At some point, it stopped hurting though. I don't know if I was close to unconsciousness or if I just accepted my fate for a couple of seconds but after that burning feeling, I felt a moment of bliss.
That was until I touched the bottom of the pool with my feet and my survival instincts kicked in as I pushed myself up to the surface and back to the edge.

I never forgot that feeling of breathing in water.

In class yesterday, I went to answer a question but I couldn't.
My best friend and I got in a fight and I couldn't find it in me to defend myself.
My dog whines and begs for me to do something with him. Anything but sit there.
These moments seem random but they all have one thing in common.
Every single moment was a time when I felt that feeling of breathing water when there was no water in sight. Each time, worse than the last.
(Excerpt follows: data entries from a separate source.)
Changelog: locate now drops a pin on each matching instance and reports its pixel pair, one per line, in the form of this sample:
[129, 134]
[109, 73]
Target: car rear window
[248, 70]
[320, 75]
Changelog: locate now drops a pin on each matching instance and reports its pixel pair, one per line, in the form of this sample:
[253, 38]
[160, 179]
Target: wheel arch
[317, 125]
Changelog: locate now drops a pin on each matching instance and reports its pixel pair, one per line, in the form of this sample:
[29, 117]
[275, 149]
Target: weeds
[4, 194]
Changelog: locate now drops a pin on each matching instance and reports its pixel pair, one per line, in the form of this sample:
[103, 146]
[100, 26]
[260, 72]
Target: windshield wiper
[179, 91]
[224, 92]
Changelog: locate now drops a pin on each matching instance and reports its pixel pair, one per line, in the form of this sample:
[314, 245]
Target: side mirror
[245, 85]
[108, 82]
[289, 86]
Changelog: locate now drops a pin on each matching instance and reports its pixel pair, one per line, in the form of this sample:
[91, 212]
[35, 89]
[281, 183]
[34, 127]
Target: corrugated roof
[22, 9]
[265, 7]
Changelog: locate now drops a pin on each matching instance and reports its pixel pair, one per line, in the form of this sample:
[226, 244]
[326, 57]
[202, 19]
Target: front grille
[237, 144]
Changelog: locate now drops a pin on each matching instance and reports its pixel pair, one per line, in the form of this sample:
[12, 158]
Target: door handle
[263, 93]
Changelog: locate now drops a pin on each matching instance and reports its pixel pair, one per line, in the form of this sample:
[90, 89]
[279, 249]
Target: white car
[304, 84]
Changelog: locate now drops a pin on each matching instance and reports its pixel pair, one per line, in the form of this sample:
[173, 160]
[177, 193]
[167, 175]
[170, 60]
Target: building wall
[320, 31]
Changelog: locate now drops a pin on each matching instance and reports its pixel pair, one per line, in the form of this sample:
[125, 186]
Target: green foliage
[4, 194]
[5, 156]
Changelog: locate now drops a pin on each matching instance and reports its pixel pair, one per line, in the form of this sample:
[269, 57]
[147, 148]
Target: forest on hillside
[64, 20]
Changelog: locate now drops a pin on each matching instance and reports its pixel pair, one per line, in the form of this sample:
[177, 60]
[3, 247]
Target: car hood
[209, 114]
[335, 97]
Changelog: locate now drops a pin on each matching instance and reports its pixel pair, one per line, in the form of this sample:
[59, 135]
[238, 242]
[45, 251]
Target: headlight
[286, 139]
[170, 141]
Each time, the floor is farther and farther away.

Have you ever almost drowned?
It happens to me every single day.
jersey Dec 2020
I don’t believe I’ve ever felt true happiness,
Only small moments of joy in a sea of sadness.
I don’t know what I’d do if I ever became truly happy.
Maybe I’d not cry myself to sleep anymore,
Or stop imagining my own death,
But who knows?
Definitely not me.

I don’t believe I’ve ever been not sad,
Not even during the best moments of my life.
Even in times that should’ve been total joy,
I felt overwhelming sadness.
Sad because this moment would end,
Sad because everyone else’s happiness extended past the night.
I was sad about anything I could be sad about
And things I should’ve been happy about.

I don’t believe I’ve ever understood how people can say,
“just be happy”
Trust me,
I ******* would if I ******* could.

But at this point,
I don’t believe I know how to be happy.
jersey Feb 2021
A wise woman once said she’d like to be defined by the things she loved.
Not the things she hates or fears or the things that haunt her.
This idea very much stuck to me.

This is my attempt at defining myself by the things I love or the things I find love in.

I love the sound of ocean water hitting the shore.
I have never been more at peace than I am at a beach.
I can freely think, freely breathe.
I can just be free.
I think the ocean is love.

I find love in good morning and good night texts.
They may be meaningless to some,
a nuisance to others,
but to me it’s the purest form of endearment.
I can’t look at a good morning or good night text and not smile.
I think those texts are love.

I love and find love in music.
I would go through hell as long as at the end, there was a good song.
I love to sing my favorite songs at the top of my lungs
and can’t help but tap my finger to my least favorites.
I think music is love.

I love books.
Even with the worst books, I love the lessons they had to offer.
I love the time put into writing it.
I love the time I put into reading it.
I love starting to read a book at 9am and blinking to find out it’s now 9pm.
I think books are love.

It’s so easy to get wrapped up in what I hate,
even easier to get ******* in what I fear,
sometimes I forget love is a thing.
I don’t want to live like that.
I want to continue to love and find love in things.
I am a lover, not a fighter and some may hate that cliche
but you know what, I love it.

I think being a lover is love and that may be redundant but maybe, just maybe, I love that too.